Needless to say (I hope), this is not the most effective way of working. Most people’s memories are not nearly as reliable as they’d like to think, and furthermore, most people’s memories are considerably less reliable than normal when they’ve been up since 6 a.m. and are taking a test that has the potential to impact the rest of their lives.

2) They start checking out all of the answers in order, reading first through one passage and then the other for each option and trying to decide just what constitutes, say, “offering an example”

While this a considerably more reliable strategy than #1 — given enough time, a good number of people will actually come up with the correct answer this way — it’s also very time consuming and tends to leave open the possibility of reading too much into the answer choices. And just to reiterate: the SAT is not asking whether maybe possibly you might be able to understand a particular line as “offering an example.” It is asking you to identify a straightforward, concrete, indisputable distinction between the two texts. (As a side note, it’s actually an important skill: how an author chooses to argue his or her point is often crucial to the validity of his or her argument. But unfortunately, you don’t get to care about that on the SAT.) The keyword here is straightforward.

Typically, the College Board will include answer choices that range from the highly concrete (quotes an expert) to the relatively abstract (criticizes a practice). The more abstract the option, the more it is open to misunderstanding and misinterpretation, and the more crucial it is that you be capable of making precise distinctions between ideas (e.g. example vs. criticism vs. solution).

The trick, however, is to save yourself the trouble of worrying about the more abstract options by focusing on the more concrete ones first.

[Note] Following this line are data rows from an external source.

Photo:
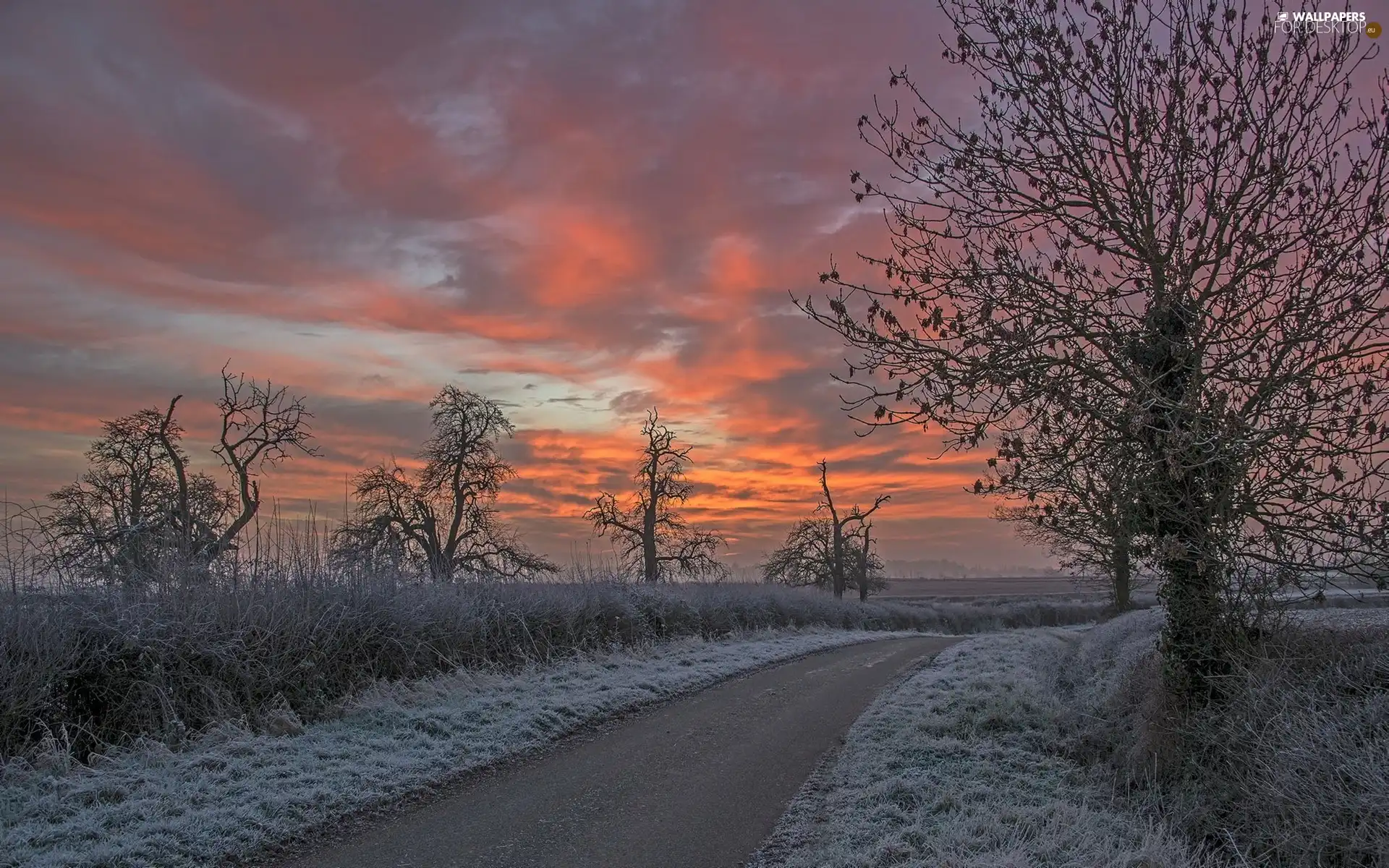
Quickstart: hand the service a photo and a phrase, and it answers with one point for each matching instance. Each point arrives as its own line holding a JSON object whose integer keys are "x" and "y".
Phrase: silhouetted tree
{"x": 1081, "y": 506}
{"x": 649, "y": 534}
{"x": 1164, "y": 229}
{"x": 443, "y": 519}
{"x": 830, "y": 550}
{"x": 138, "y": 514}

More often than not, the correct answer will actually among them. And the beauty (?) of it is that checking them out requires you to neither read nor think! Usually, the more concrete options include quotes (quoting an expert), question marks (asking rhetorical questions), and the word “I” (personal anecdote). To check them out, all you have to have to do is scan — not read! — the passage or passages for these visual cues. You don’t need to read anything, just look. If you see quotes in one passage but not the other, that’s almost certainly the answer. The whole thing takes about ten seconds. No going back and forth, no deliberating, no angst, just right to the answer.

By the way, your ability to use this kind of logical shortcut is a big part of what the SAT tests. Yes, there are other ways to get the right answer, but working this way leaves you clearheaded to deal with the questions that require a lot more thinking. You don’t get tired and distracted, and consequently you’re less likely to to make silly mistakes or overlook obvious things on other parts of the test. Because that’s what gets most people: lots of small errors that accumulate just enough to really hurt. The real trick is to prevent yourself from being in a position to make them.